Dr. Haley received his BS in Chemistry/Physics from Franklin College in 1963. After a tour in the U.S. Army he completed his M.S. in Chemistry at the University of Idaho (1966) and his Ph.D. in Chemistry/Biochemistry at Washington State University (1971). He was an NIH Postdoctoral Scholar in the Department of Physiology, Yale University Medical School from 1971 to 1974. His first academic appointment was at the University of Wyoming in 1974 where he was promoted to full professor in 1983. In 1985 he was appointed as the first scientist hired in the Markey Cancer Center at the University of Kentucky with academic appointments as professor in the College of Pharmacy and in the Department of Biochemistry of the University of Kentucky Medical Center. In 1996 he was named Professor and Chair of the Department of Chemistry (stepped down 2006). He is also co-founder and scientific advisor of Affinity Labeling Technologies, Inc., a biotech company that synthesizes and markets to major research institutes nucleotide photoaffinity analogs for biomedical research.

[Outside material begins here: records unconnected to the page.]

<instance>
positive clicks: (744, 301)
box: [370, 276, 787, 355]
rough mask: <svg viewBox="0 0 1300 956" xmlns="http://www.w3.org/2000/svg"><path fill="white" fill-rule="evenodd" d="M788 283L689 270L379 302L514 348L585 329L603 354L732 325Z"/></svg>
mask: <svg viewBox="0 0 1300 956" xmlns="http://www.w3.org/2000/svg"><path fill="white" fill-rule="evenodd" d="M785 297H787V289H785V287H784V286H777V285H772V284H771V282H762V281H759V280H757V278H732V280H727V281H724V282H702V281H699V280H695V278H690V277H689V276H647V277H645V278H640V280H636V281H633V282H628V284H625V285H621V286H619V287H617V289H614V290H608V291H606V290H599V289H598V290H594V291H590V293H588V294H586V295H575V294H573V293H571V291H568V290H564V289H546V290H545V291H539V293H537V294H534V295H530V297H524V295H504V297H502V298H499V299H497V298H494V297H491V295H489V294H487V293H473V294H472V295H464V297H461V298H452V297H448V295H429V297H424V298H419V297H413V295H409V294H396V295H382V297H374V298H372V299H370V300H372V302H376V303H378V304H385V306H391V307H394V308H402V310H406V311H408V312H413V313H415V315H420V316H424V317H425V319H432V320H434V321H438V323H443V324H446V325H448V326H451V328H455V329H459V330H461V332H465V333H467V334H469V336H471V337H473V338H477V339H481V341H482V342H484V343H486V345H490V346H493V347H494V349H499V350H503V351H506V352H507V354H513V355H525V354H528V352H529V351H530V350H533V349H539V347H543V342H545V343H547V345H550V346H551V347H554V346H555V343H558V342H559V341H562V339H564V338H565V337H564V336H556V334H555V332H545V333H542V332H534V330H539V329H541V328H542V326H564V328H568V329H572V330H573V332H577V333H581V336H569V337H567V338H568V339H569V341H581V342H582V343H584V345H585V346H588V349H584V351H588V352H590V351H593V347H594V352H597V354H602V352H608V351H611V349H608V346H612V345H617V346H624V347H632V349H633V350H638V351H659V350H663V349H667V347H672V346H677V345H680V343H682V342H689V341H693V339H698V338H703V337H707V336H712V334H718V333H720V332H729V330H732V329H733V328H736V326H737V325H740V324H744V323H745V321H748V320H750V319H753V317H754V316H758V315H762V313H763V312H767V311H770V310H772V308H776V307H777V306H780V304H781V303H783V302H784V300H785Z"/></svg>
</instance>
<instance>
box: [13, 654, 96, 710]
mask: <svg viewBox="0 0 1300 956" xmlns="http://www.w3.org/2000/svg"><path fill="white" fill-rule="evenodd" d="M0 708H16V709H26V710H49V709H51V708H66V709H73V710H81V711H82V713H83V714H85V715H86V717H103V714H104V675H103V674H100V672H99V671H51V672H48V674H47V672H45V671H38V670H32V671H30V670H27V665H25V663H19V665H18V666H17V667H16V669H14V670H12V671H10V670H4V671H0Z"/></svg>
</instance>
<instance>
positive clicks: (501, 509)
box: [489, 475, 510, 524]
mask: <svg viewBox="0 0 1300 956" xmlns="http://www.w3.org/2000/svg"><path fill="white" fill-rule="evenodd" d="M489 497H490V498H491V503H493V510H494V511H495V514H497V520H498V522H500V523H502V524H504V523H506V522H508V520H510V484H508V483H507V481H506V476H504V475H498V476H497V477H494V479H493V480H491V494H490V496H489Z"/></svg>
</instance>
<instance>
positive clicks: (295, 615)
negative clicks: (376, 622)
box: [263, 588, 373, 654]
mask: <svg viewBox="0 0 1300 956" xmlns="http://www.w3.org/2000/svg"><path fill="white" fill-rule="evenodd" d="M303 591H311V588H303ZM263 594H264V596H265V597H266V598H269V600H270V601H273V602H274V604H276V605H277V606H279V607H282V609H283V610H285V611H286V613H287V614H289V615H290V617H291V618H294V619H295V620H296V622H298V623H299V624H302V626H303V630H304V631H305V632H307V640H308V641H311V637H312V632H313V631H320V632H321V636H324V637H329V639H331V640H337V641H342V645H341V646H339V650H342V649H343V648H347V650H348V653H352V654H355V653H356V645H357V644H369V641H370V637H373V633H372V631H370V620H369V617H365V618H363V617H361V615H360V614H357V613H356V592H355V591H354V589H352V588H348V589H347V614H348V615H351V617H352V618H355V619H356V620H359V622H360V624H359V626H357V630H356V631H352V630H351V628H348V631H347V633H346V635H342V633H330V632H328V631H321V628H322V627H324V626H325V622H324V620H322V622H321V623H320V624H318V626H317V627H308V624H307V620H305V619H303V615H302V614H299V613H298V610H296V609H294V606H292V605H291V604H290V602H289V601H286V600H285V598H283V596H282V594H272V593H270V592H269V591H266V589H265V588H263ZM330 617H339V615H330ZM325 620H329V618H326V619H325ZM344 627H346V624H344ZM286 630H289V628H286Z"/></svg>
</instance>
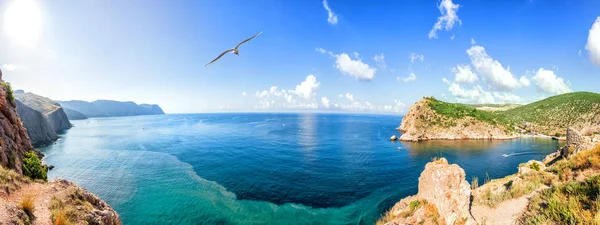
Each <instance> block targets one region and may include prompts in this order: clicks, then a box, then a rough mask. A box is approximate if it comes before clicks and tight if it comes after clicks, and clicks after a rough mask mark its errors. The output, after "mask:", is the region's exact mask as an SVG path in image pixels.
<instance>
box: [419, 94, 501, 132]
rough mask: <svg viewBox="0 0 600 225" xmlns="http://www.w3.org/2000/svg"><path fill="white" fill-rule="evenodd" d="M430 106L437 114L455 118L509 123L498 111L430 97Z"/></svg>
mask: <svg viewBox="0 0 600 225" xmlns="http://www.w3.org/2000/svg"><path fill="white" fill-rule="evenodd" d="M429 107H430V108H431V109H433V110H434V111H435V112H436V113H437V114H440V115H444V116H448V117H450V118H454V119H462V118H465V117H472V118H475V119H477V120H480V121H483V122H486V123H489V124H492V125H498V124H507V123H506V120H505V118H504V117H503V116H502V115H500V114H498V113H496V112H488V111H483V110H478V109H475V108H473V107H471V106H468V105H464V104H459V103H448V102H443V101H440V100H437V99H435V98H429ZM455 125H456V124H455Z"/></svg>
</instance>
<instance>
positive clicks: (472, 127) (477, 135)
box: [398, 97, 516, 141]
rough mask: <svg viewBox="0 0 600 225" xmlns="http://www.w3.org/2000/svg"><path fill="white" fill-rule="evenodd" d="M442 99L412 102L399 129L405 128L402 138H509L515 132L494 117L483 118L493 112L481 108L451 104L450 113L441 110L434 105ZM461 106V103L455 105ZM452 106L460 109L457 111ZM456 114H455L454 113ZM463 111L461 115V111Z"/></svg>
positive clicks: (430, 99)
mask: <svg viewBox="0 0 600 225" xmlns="http://www.w3.org/2000/svg"><path fill="white" fill-rule="evenodd" d="M438 103H440V101H438V100H436V99H434V98H427V97H425V98H422V99H421V100H419V101H418V102H417V103H415V104H414V105H412V106H411V107H410V109H409V110H408V112H407V113H406V115H405V116H404V118H402V123H401V125H400V127H399V128H398V130H400V131H402V136H400V138H399V139H400V140H402V141H424V140H434V139H446V140H460V139H510V138H515V137H516V135H514V134H512V133H511V132H509V128H508V127H506V126H504V125H502V124H501V123H498V122H495V121H494V120H493V119H488V120H487V121H486V120H482V119H481V117H484V118H485V117H486V116H488V115H491V112H486V111H480V110H477V109H475V108H471V107H468V106H455V105H453V104H449V103H442V104H448V106H447V107H448V108H449V111H451V112H449V113H445V114H444V113H440V112H438V111H436V110H434V109H433V108H432V104H438ZM456 105H458V104H456ZM452 107H456V108H458V109H456V110H454V109H453V108H452ZM455 113H456V114H455ZM459 113H460V114H459Z"/></svg>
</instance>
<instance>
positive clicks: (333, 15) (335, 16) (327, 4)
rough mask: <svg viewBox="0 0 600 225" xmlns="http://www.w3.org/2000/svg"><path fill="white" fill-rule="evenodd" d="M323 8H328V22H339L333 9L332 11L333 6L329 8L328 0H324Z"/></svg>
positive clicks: (327, 12)
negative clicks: (331, 9) (333, 11)
mask: <svg viewBox="0 0 600 225" xmlns="http://www.w3.org/2000/svg"><path fill="white" fill-rule="evenodd" d="M323 8H325V10H327V22H329V23H330V24H333V25H335V24H337V15H336V14H335V13H334V12H333V11H331V8H329V4H327V0H323Z"/></svg>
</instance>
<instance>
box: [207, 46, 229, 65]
mask: <svg viewBox="0 0 600 225" xmlns="http://www.w3.org/2000/svg"><path fill="white" fill-rule="evenodd" d="M228 52H233V48H232V49H227V50H226V51H224V52H223V53H221V54H220V55H219V56H217V58H215V59H213V61H210V62H209V63H208V64H206V66H208V65H210V64H212V63H214V62H216V61H217V60H219V59H220V58H221V57H223V55H225V54H227V53H228Z"/></svg>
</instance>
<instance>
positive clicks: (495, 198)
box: [377, 128, 600, 225]
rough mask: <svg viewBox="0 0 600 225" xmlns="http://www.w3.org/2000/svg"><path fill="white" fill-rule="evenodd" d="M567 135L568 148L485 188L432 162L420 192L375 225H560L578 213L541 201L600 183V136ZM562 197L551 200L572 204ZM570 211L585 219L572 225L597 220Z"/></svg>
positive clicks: (577, 219) (449, 170)
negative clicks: (564, 221)
mask: <svg viewBox="0 0 600 225" xmlns="http://www.w3.org/2000/svg"><path fill="white" fill-rule="evenodd" d="M567 134H568V135H567V138H566V139H567V144H566V145H565V146H564V147H563V148H562V149H561V150H558V151H557V152H555V153H552V154H550V155H548V156H547V157H546V158H545V159H544V160H543V161H536V160H530V161H529V162H526V163H522V164H521V165H519V168H518V173H517V174H513V175H509V176H506V177H504V178H499V179H495V180H489V181H486V182H485V184H483V185H481V186H479V185H478V182H477V181H476V180H473V181H472V183H471V184H469V182H468V181H467V180H466V177H465V172H464V170H463V169H462V168H460V166H458V165H456V164H449V163H448V161H447V160H446V159H445V158H440V159H434V160H433V161H432V162H430V163H428V164H427V165H426V166H425V169H424V170H423V172H422V173H421V176H420V177H419V191H418V193H417V194H416V195H414V196H409V197H406V198H404V199H402V200H400V201H399V202H398V203H396V204H395V205H394V206H393V207H392V208H391V209H390V210H389V211H388V212H387V213H386V214H385V215H384V216H383V217H382V218H381V219H380V220H379V221H378V222H377V224H378V225H384V224H385V225H400V224H529V223H530V221H534V220H535V221H542V222H543V221H545V222H547V223H540V224H561V221H560V220H562V219H565V218H564V217H565V216H568V215H573V214H576V213H573V212H572V211H569V212H562V213H570V214H565V215H559V216H555V215H556V214H555V212H553V211H551V210H553V209H552V208H550V207H548V206H547V204H548V203H547V202H545V201H544V200H543V199H544V197H545V196H546V197H547V196H554V195H551V194H549V193H550V192H544V190H549V191H557V190H561V188H564V187H569V186H572V187H575V186H574V185H582V184H581V182H583V183H584V184H585V182H586V180H589V179H592V180H595V179H600V176H599V175H600V173H599V171H600V170H599V169H600V165H598V163H600V135H592V136H582V135H581V134H580V133H579V132H577V131H576V130H575V129H572V128H569V129H568V131H567ZM595 146H596V147H595ZM593 182H595V181H593ZM592 184H593V183H592ZM581 192H585V191H583V190H582V191H581ZM569 193H570V195H576V196H577V198H578V199H580V200H579V201H584V200H585V199H583V198H584V197H581V196H582V195H585V194H586V193H578V192H569ZM561 196H563V197H562V199H558V200H557V199H554V200H553V201H560V200H562V201H570V200H568V199H569V196H568V195H567V196H564V195H561ZM594 198H596V196H595V195H594V196H590V197H589V200H588V201H592V202H593V201H595V200H593V199H594ZM563 199H566V200H563ZM555 203H556V204H565V205H567V204H570V203H567V202H565V203H560V202H555ZM544 206H546V208H544ZM568 207H570V208H573V209H569V210H579V211H580V212H581V214H582V215H583V216H579V217H578V216H574V217H573V218H570V217H569V218H570V219H569V218H567V219H569V220H571V221H572V222H573V221H576V222H575V223H574V224H587V222H589V220H590V219H591V220H594V217H593V215H591V216H586V215H587V214H586V213H588V212H587V211H585V210H586V209H585V208H581V207H579V208H578V207H576V205H570V206H568ZM596 207H598V206H596ZM598 209H600V207H599V208H598ZM544 210H546V211H550V212H546V211H544ZM559 210H565V209H559ZM590 210H591V211H594V210H596V209H593V208H592V209H590ZM556 213H558V212H556ZM599 218H600V217H599ZM557 220H558V221H557Z"/></svg>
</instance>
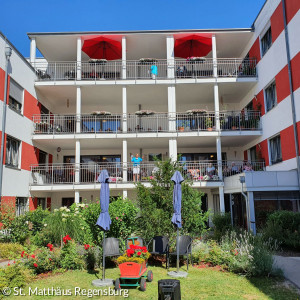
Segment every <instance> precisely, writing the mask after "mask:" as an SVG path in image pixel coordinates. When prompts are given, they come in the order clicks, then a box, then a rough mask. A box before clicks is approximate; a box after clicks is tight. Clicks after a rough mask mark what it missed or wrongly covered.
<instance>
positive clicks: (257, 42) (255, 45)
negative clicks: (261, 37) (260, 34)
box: [249, 38, 260, 63]
mask: <svg viewBox="0 0 300 300" xmlns="http://www.w3.org/2000/svg"><path fill="white" fill-rule="evenodd" d="M249 57H250V58H256V62H257V63H258V62H259V61H260V48H259V38H257V39H256V41H255V42H254V44H253V45H252V47H251V49H250V50H249Z"/></svg>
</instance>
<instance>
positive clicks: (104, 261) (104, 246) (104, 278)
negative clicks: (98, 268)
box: [102, 231, 105, 280]
mask: <svg viewBox="0 0 300 300" xmlns="http://www.w3.org/2000/svg"><path fill="white" fill-rule="evenodd" d="M104 249H105V231H103V254H102V256H103V270H102V280H104V279H105V253H104Z"/></svg>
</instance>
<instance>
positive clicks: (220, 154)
mask: <svg viewBox="0 0 300 300" xmlns="http://www.w3.org/2000/svg"><path fill="white" fill-rule="evenodd" d="M216 148H217V161H218V176H219V178H220V179H221V180H222V179H223V172H222V147H221V137H220V136H218V137H217V138H216Z"/></svg>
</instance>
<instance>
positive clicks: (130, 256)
mask: <svg viewBox="0 0 300 300" xmlns="http://www.w3.org/2000/svg"><path fill="white" fill-rule="evenodd" d="M150 256H151V254H150V253H149V252H148V250H147V247H141V246H137V245H133V244H131V245H130V246H129V249H127V250H126V252H125V253H124V254H123V255H121V256H119V257H118V258H117V264H118V266H119V269H120V273H121V278H139V277H141V275H143V274H144V273H145V271H146V270H147V261H148V258H149V257H150Z"/></svg>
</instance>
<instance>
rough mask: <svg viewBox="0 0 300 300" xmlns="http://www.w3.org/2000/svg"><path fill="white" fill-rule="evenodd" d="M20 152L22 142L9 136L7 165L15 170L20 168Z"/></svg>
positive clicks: (6, 163)
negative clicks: (20, 143) (19, 160)
mask: <svg viewBox="0 0 300 300" xmlns="http://www.w3.org/2000/svg"><path fill="white" fill-rule="evenodd" d="M19 150H20V141H18V140H16V139H14V138H12V137H10V136H7V139H6V156H5V165H7V166H10V167H15V168H18V167H19Z"/></svg>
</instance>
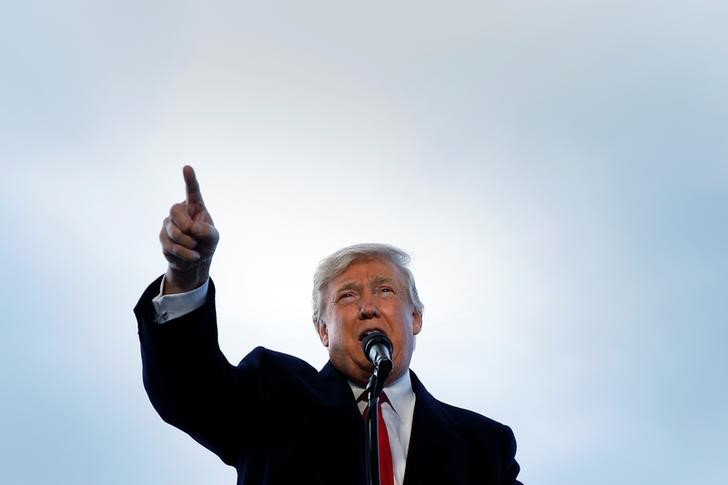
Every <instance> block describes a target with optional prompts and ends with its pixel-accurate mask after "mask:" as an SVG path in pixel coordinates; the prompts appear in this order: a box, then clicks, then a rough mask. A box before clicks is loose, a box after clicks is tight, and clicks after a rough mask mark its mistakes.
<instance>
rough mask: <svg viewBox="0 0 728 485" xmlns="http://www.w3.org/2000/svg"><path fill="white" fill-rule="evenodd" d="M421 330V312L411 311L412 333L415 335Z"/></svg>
mask: <svg viewBox="0 0 728 485" xmlns="http://www.w3.org/2000/svg"><path fill="white" fill-rule="evenodd" d="M421 330H422V312H420V311H417V310H414V311H413V312H412V335H417V334H418V333H420V331H421Z"/></svg>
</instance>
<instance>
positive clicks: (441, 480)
mask: <svg viewBox="0 0 728 485" xmlns="http://www.w3.org/2000/svg"><path fill="white" fill-rule="evenodd" d="M410 375H411V378H412V390H413V391H414V393H415V396H416V397H417V400H416V401H415V412H414V416H413V418H412V434H411V436H410V444H409V451H408V452H407V466H406V468H405V477H404V485H417V484H422V483H451V482H450V481H449V480H450V478H452V477H453V476H454V475H457V472H456V473H453V470H452V466H453V464H455V463H458V462H459V461H460V460H458V456H457V455H458V452H459V451H461V448H460V447H459V446H457V443H459V442H460V440H461V438H460V437H459V433H458V432H457V428H456V425H455V422H454V421H453V420H452V418H451V417H450V415H449V414H448V413H447V410H446V409H445V408H444V407H443V405H442V403H440V402H439V401H438V400H437V399H435V398H434V397H432V395H431V394H430V393H429V392H427V389H425V386H423V385H422V382H420V380H419V379H418V378H417V376H416V375H415V373H414V372H412V371H410ZM444 464H447V466H444Z"/></svg>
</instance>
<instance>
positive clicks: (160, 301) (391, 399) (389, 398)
mask: <svg viewBox="0 0 728 485" xmlns="http://www.w3.org/2000/svg"><path fill="white" fill-rule="evenodd" d="M209 282H210V280H209V279H208V280H207V281H205V283H204V284H203V285H202V286H200V287H199V288H195V289H194V290H191V291H188V292H186V293H175V294H173V295H165V294H164V278H162V283H161V285H160V287H159V294H158V295H157V296H156V297H154V299H153V300H152V304H153V305H154V310H155V311H156V313H157V323H161V324H164V323H167V322H169V321H170V320H174V319H175V318H179V317H181V316H183V315H186V314H187V313H190V312H192V311H194V310H197V309H198V308H200V307H201V306H202V305H203V304H204V303H205V298H206V297H207V288H208V286H209ZM349 385H350V386H351V391H352V393H353V394H354V399H357V398H358V397H359V396H360V395H361V394H362V392H364V388H363V387H359V386H358V385H356V384H354V383H352V382H349ZM384 392H385V393H386V394H387V398H388V399H389V402H390V403H391V405H390V404H387V403H382V418H383V419H384V423H385V424H386V425H387V433H388V434H389V447H390V449H391V451H392V465H393V468H394V483H395V485H403V483H404V472H405V466H406V465H407V452H408V451H409V439H410V435H411V434H412V418H413V416H414V412H415V393H414V391H413V390H412V381H411V379H410V375H409V372H405V373H404V375H402V377H400V378H399V379H397V380H396V381H395V382H393V383H392V384H390V385H388V386H386V387H385V388H384ZM358 406H359V412H361V413H363V412H364V409H365V408H366V406H367V403H366V402H363V401H362V402H359V403H358Z"/></svg>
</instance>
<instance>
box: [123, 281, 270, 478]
mask: <svg viewBox="0 0 728 485" xmlns="http://www.w3.org/2000/svg"><path fill="white" fill-rule="evenodd" d="M159 283H160V279H157V280H156V281H154V282H153V283H152V284H151V285H150V286H149V287H148V288H147V290H146V291H145V292H144V294H143V295H142V297H141V298H140V300H139V302H138V303H137V305H136V307H135V308H134V313H135V315H136V318H137V322H138V330H139V341H140V343H141V354H142V369H143V379H144V388H145V389H146V391H147V394H148V396H149V399H150V401H151V402H152V405H153V406H154V408H155V409H156V410H157V412H158V413H159V415H160V416H161V417H162V419H164V420H165V421H166V422H168V423H170V424H172V425H174V426H176V427H177V428H179V429H181V430H183V431H185V432H186V433H188V434H189V435H190V436H192V437H193V438H194V439H195V440H197V441H198V442H199V443H201V444H202V445H203V446H205V447H206V448H208V449H210V450H211V451H213V452H214V453H215V454H217V455H218V456H219V457H220V458H221V459H222V460H223V461H224V462H225V463H227V464H229V465H233V466H234V464H235V463H236V462H237V461H238V459H239V456H240V453H241V450H242V449H243V448H244V447H245V446H246V445H245V440H246V437H248V436H250V435H251V434H252V433H253V432H254V430H253V429H250V426H254V424H249V425H248V429H244V428H245V427H246V424H245V417H246V416H250V415H251V412H253V407H254V406H255V404H254V402H253V401H254V399H255V396H256V395H258V393H257V392H256V388H257V387H258V382H257V377H256V373H255V372H251V371H250V369H246V368H245V367H235V366H233V365H231V364H230V363H229V362H228V361H227V359H226V358H225V356H224V355H223V354H222V352H221V351H220V347H219V346H218V340H217V322H216V314H215V286H214V284H213V283H212V281H210V286H209V289H208V294H207V299H206V301H205V303H204V304H203V305H202V306H201V307H200V308H198V309H197V310H194V311H192V312H191V313H188V314H186V315H184V316H182V317H179V318H177V319H174V320H172V321H169V322H167V323H164V324H159V323H157V322H156V312H155V310H154V307H153V305H152V298H154V297H155V296H156V294H157V293H158V291H159ZM254 421H255V420H250V422H251V423H254Z"/></svg>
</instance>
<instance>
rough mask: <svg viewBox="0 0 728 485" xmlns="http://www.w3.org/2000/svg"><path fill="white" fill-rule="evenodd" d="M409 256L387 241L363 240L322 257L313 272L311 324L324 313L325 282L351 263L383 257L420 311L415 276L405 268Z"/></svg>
mask: <svg viewBox="0 0 728 485" xmlns="http://www.w3.org/2000/svg"><path fill="white" fill-rule="evenodd" d="M411 259H412V258H410V256H409V254H407V253H405V252H404V251H402V250H401V249H399V248H396V247H394V246H390V245H389V244H377V243H365V244H355V245H353V246H348V247H345V248H343V249H339V250H338V251H336V252H335V253H334V254H332V255H330V256H328V257H327V258H325V259H323V260H321V262H320V263H319V266H318V268H317V269H316V272H315V273H314V275H313V323H314V325H317V324H318V323H319V321H320V320H321V318H322V316H323V312H324V306H325V304H326V302H325V301H324V292H325V291H326V287H327V286H328V284H329V283H330V282H331V280H333V279H334V278H336V277H337V276H339V275H340V274H341V273H343V272H344V271H345V270H346V268H348V267H349V266H351V265H352V264H353V263H357V262H361V261H371V260H383V261H388V262H390V263H392V264H393V265H394V266H395V267H396V268H397V269H398V270H399V271H400V272H401V273H402V276H404V279H405V283H406V284H407V291H408V294H409V299H410V302H411V303H412V304H413V305H414V307H415V309H416V310H417V311H418V312H419V313H422V311H423V310H424V308H425V306H424V305H423V304H422V302H421V301H420V297H419V295H418V294H417V286H415V278H414V276H412V272H411V271H410V270H409V268H408V267H407V266H408V265H409V263H410V261H411Z"/></svg>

In the past 14 years Dr. Haley has emphasized studies on Alzheimer’s disease in his laboratory. Currently, a diagnostic test he developed for Alzheimer’s disease is being promoted by clinical diagnostic laboratories (www.synxpharma.com). His research in the biochemical aberrancies in Alzheimer’s disease also lead to his identifying mercury toxicity as a major exacerbating factor, perhaps even a causal factor. He was one of the first to propose that the organic-mercury preservative (thimerosal) in infant vaccines was the most likely toxic agent involved in autism related disorders. In the past few years Dr. Haley has testified before numerous government agencies on the effects of mercury toxicity from dental amalgams and vaccines. This list include the Congressional Committee on Government Reform, the Pentagon to Surgeon Generals, the Institute of Medicine of the National Academy of Sciences and legislative committees of the states of Maine and New Hampshire. In the latter situation, both states enacted legislation requiring dentists to inform patients of the 50% mercury in dental amalgam fillings and the concern of many that emission of mercury from these amalgams affects personal health. He is also a member of the Autism Think Tank of the Autism Association. Dr. Haley has also been invited and presented his lectures on this subject at international conferences in England, Canada, Australia, France, Germany, New Zealand, Mexico and Denmark.